Face It, We’re in Awe: Meta’s AI Trains Its Gaze on Us with 300 Million Lessons

Who did ‘always watching’ better – Big Brother or Meta? Judging by the recent unveiling of their latest AI models suite Sapiens, Meta is taking a shot at the crown – and let’s hope it’s just for the betterment of AI (none of that creepy 1984 stuff).

First things first, how does Sapiens work? Think of it as a baby learning to identify shapes but rather with pixels. These models were fed a super-sized menu of 300 million human images before their debut, helping them become mini-Van Goghs for tasks like 2D pose estimation, body segmentation, depth estimation, and surface normal estimation.

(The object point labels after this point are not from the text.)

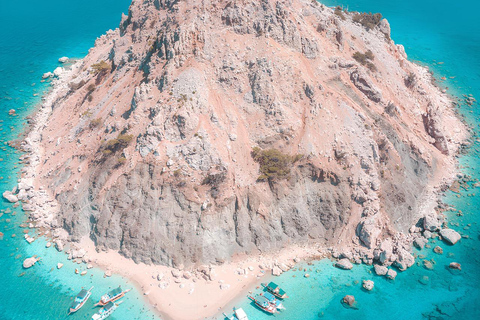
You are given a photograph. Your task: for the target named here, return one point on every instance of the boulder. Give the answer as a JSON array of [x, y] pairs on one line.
[[431, 223], [368, 232], [58, 72], [29, 262], [348, 300], [404, 260], [450, 235], [380, 270], [428, 264], [368, 285], [420, 242], [47, 75], [391, 274], [276, 271], [385, 252], [438, 250], [10, 197], [344, 264], [384, 27]]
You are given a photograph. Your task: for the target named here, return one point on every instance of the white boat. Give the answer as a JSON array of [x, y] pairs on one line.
[[239, 314], [106, 311]]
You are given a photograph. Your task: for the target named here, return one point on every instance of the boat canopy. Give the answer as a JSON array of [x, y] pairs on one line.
[[109, 306], [269, 296], [115, 292], [274, 287]]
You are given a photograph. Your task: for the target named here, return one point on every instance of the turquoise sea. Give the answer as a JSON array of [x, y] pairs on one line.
[[444, 35]]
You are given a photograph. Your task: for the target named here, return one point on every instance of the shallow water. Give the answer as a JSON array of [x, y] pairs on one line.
[[34, 35], [445, 36]]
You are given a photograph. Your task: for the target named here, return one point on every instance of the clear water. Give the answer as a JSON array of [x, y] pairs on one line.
[[34, 34], [432, 32]]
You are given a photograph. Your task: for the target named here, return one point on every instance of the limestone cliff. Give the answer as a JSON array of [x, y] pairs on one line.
[[148, 144]]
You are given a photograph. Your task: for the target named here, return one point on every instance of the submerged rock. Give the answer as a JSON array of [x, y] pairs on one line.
[[29, 262], [455, 265], [368, 285], [344, 264], [348, 300], [450, 235], [10, 197], [391, 274]]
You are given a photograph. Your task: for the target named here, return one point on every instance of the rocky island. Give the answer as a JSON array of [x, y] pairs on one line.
[[201, 135]]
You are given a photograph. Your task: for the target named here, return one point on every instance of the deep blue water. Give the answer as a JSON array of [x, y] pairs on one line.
[[34, 34], [445, 36]]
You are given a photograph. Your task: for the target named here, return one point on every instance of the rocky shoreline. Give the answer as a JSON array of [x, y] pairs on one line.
[[373, 241]]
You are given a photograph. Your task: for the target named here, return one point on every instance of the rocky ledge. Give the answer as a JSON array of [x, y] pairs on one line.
[[202, 129]]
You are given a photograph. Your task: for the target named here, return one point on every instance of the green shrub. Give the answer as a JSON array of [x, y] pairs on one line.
[[368, 20], [274, 164], [101, 68], [410, 80], [119, 143]]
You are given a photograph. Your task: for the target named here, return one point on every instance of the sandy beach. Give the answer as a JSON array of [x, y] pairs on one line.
[[196, 297]]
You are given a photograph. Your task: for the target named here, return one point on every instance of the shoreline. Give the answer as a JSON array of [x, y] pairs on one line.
[[142, 277]]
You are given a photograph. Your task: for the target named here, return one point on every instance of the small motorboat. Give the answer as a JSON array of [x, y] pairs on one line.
[[238, 314], [262, 303], [111, 296], [106, 311], [274, 289], [80, 300]]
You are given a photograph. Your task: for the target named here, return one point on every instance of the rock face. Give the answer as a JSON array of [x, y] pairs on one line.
[[150, 142], [450, 235], [344, 264]]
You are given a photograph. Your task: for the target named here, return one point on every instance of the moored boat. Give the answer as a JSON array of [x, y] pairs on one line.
[[80, 300], [111, 296], [274, 289], [106, 311], [264, 304], [273, 301], [238, 314]]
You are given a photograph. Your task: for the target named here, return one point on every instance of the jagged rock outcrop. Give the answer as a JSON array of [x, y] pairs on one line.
[[149, 143]]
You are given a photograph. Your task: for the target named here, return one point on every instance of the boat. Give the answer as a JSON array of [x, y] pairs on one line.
[[80, 300], [274, 289], [106, 311], [264, 304], [238, 314], [273, 301], [111, 296]]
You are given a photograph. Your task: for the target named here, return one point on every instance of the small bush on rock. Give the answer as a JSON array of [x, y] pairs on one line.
[[274, 165]]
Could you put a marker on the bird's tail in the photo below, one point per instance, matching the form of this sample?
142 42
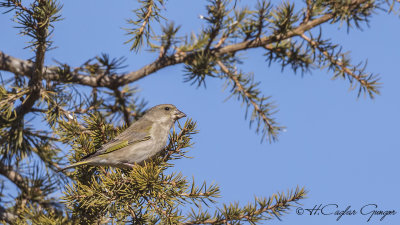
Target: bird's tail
74 165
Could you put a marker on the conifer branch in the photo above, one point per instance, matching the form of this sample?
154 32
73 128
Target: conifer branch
15 177
368 83
261 110
6 216
262 209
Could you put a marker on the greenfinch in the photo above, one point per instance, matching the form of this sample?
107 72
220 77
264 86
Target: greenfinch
139 142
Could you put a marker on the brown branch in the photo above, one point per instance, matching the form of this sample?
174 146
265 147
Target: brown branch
22 67
241 89
7 216
273 208
334 61
15 177
14 65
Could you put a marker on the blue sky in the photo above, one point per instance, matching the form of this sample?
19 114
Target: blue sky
344 150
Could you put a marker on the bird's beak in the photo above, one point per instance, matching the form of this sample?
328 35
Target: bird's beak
179 114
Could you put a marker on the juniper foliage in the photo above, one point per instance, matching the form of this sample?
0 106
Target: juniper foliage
33 93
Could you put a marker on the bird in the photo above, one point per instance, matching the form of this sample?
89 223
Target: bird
138 143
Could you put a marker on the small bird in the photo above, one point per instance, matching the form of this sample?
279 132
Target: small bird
139 142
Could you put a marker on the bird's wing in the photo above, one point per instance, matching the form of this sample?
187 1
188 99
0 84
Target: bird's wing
138 132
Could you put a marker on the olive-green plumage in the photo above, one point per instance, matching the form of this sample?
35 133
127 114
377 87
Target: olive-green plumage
142 140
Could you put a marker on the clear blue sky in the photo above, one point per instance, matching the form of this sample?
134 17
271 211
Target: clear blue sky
344 150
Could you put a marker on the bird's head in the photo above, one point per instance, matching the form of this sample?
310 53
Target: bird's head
164 113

Don’t worry, ‘surface normal estimation’ does not refer to rating your average-Joe (though that would be some gossip-worthy AI). It means working out how surfaces point in 3D space, a vital skill for making photorealistic 3D models.

Meta claims that Sapiens models outperform the class valedictorian of the AI models. Specifically, the Sapiens-2B model has improved body segmentation accuracy by a whopping 17 percentage points. In layman’s terms, it’s like moving from a stick-figure drawing to a decent caricature.

One might think that size doesn’t matter, but in the realm of AI, it does (at least in Meta’s view). The largest model, Sapiens-2B, is a 2-billion-parameter beast, trained at a picture resolution of 1024 by 1024 pixels. This high-res training enables a more detailed analysis than its lower-res counterparts. But don’t let this jargon intimidate you! It’s like going from an old TV to a fancy 4K – absolutely no comparison, and we would know if we could afford 4K TVs (wink wink!).

However, like a toddler learning to navigate messy mealtimes, Sapiens struggles with complex poses, crowded scenes, and significant occlusions like a pro Hide n Seek player. But hey, just as humans do, it learns from its…PHD (Pretty Huge Datasets).

These new models are also philanthropic (in a cyber manner, of course). The Sapiens models are opening up their secret sauce to the research community on GitHub. Meta sees them as potential helping hands for those who want to label a humongous heap of real-world data. So possibly, in the future, we could see even more advanced image analysis systems that can understand human-centric images better with some help from the goodwill of Sapiens.

So, the next time you post a picture, remember you’re potentially training some AI prodigy out there. Only this time, its name is Sapiens.

Let’s keep a watchful eye on the future so that Big Brother doesn’t do it for us first. With so much expectation on AI, do you think it’s heading in the right direction? Share your thoughts, let’s get this discussion rolling!